Online Stress Testing

MindCluster supports online stress tests during training. That is, you can call the online stress testing interface to suspend a specified training job and perform hardware P2P or AIC stress tests on the nodes running the job. If no fault exists, training resumes. If a fault exists, the faulty node is isolated and resumable training is triggered.

Restrictions

  • For PyTorch, this function must be used with MindSpeed-LLM 2.3.0. For details about the version mapping, see MindSpeed-LLM.
  • For MindSpore, this function must be used with MindFormers master. For details about the version mapping, see MindSpore MindFormers.
  • Deliver the online stress test command after the training iteration is normal.
  • Ensure that process-level recovery has been enabled.
  • ClusterD cannot be restarted during stress testing. If ClusterD is restarted unexpectedly, restart training and deliver a stress test.
  • During stress testing, hot reset needs to be disabled.
  • P2P stress testing requires the device to have more than 10 GB of idle memory.
  • Add the nodeDEnable=on label to the node to ensure that the node where stress testing is performed can be isolated.
  • For MindSpore, set export TASKD_PROCESS_ENABLE to on before starting TaskD Manager.
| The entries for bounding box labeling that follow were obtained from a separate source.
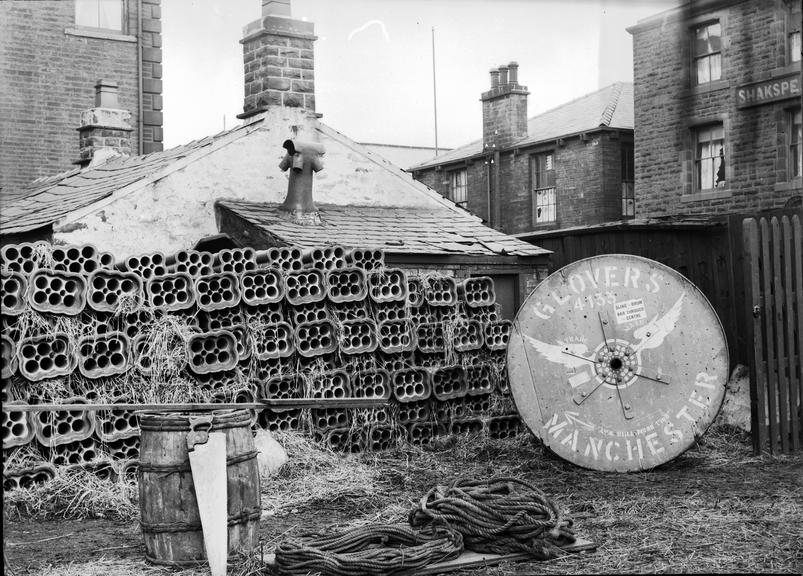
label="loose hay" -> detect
[3,468,139,521]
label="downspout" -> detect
[493,150,502,232]
[137,0,144,155]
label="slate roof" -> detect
[215,200,551,256]
[0,120,262,234]
[410,82,634,171]
[360,142,451,170]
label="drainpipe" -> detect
[137,0,144,155]
[493,150,502,231]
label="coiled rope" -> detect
[275,478,575,576]
[276,524,463,576]
[409,478,575,560]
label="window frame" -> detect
[73,0,128,35]
[691,122,729,194]
[449,168,468,208]
[689,18,725,86]
[619,142,636,217]
[784,1,803,66]
[530,150,558,226]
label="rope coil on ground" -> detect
[275,478,575,576]
[276,524,463,576]
[409,478,575,560]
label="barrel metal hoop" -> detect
[139,415,251,432]
[139,508,262,534]
[139,450,259,472]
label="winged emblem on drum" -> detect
[524,292,686,386]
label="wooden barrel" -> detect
[138,410,261,566]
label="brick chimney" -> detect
[237,0,317,118]
[74,80,134,167]
[480,62,529,150]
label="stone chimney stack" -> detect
[238,0,317,118]
[74,80,134,167]
[480,62,530,150]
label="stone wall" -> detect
[0,0,163,197]
[630,0,802,217]
[414,130,633,234]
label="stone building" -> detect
[0,0,163,200]
[628,0,803,218]
[410,68,634,234]
[0,0,549,317]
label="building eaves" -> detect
[410,82,633,172]
[0,121,260,235]
[215,200,550,257]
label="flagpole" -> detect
[432,26,438,156]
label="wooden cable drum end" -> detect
[507,254,729,472]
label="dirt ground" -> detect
[3,425,803,576]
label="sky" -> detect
[162,0,677,148]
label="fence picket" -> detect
[792,214,803,450]
[742,218,767,454]
[758,218,778,454]
[768,216,791,454]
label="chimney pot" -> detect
[237,0,316,119]
[491,68,499,88]
[499,66,507,86]
[262,0,290,18]
[95,80,120,108]
[507,62,519,84]
[74,80,134,168]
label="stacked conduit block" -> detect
[240,268,284,307]
[302,246,346,270]
[120,252,167,280]
[146,272,195,312]
[2,271,28,316]
[28,269,86,316]
[167,250,214,278]
[78,332,130,378]
[0,401,34,450]
[31,397,95,447]
[457,276,496,308]
[3,462,56,491]
[485,320,513,350]
[0,334,17,379]
[187,330,238,374]
[0,242,521,485]
[52,244,101,276]
[194,272,240,312]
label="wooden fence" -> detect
[742,213,803,454]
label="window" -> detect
[692,22,722,84]
[75,0,123,31]
[449,170,468,206]
[532,152,557,224]
[694,124,725,191]
[622,143,636,216]
[789,108,803,178]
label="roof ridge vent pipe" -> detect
[491,68,499,90]
[499,66,507,86]
[279,139,325,226]
[507,62,519,84]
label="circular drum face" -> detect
[508,254,729,472]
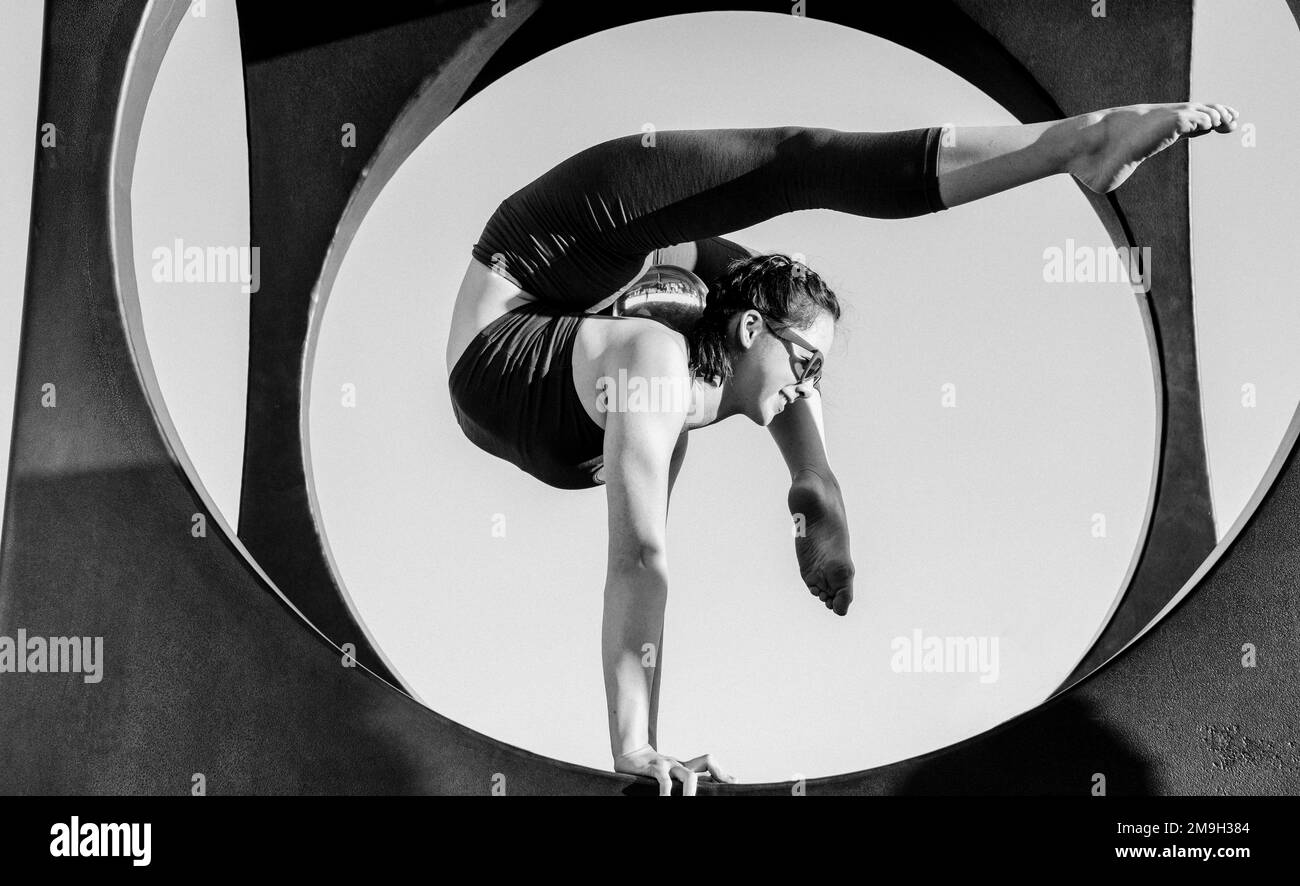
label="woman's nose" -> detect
[792,381,818,398]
Supported Products and AI Frameworks

Table 1 Products and frameworks supported for online stress testing

Product Type

Hardware Form

Training Framework

Atlas A2 training product

Atlas 800T A2 training server

  • MindSpore
  • PyTorch

Atlas A3 training product

Atlas 900 A3 SuperPoD

  • MindSpore
  • PyTorch

Online Stress Testing Principles

Figure 1 Schematic diagram

The details of each step are as follows:

  1. An AI platform integrates ClusterD and calls the gRPC interface of ClusterD to deliver a stress test and specify the node to be tested.
  2. ClusterD instructs MindIO to suspend training.
  3. TaskD Manager instructs specified the TaskD Workers to call the training framework interface to perform stress testing.
  4. The training framework calls the CANN interface on the specified NPU to perform stress testing.
  5. After ClusterD determines that stress testing of the specified NPU is complete, TaskD instructs MindIO to continue the next step of training.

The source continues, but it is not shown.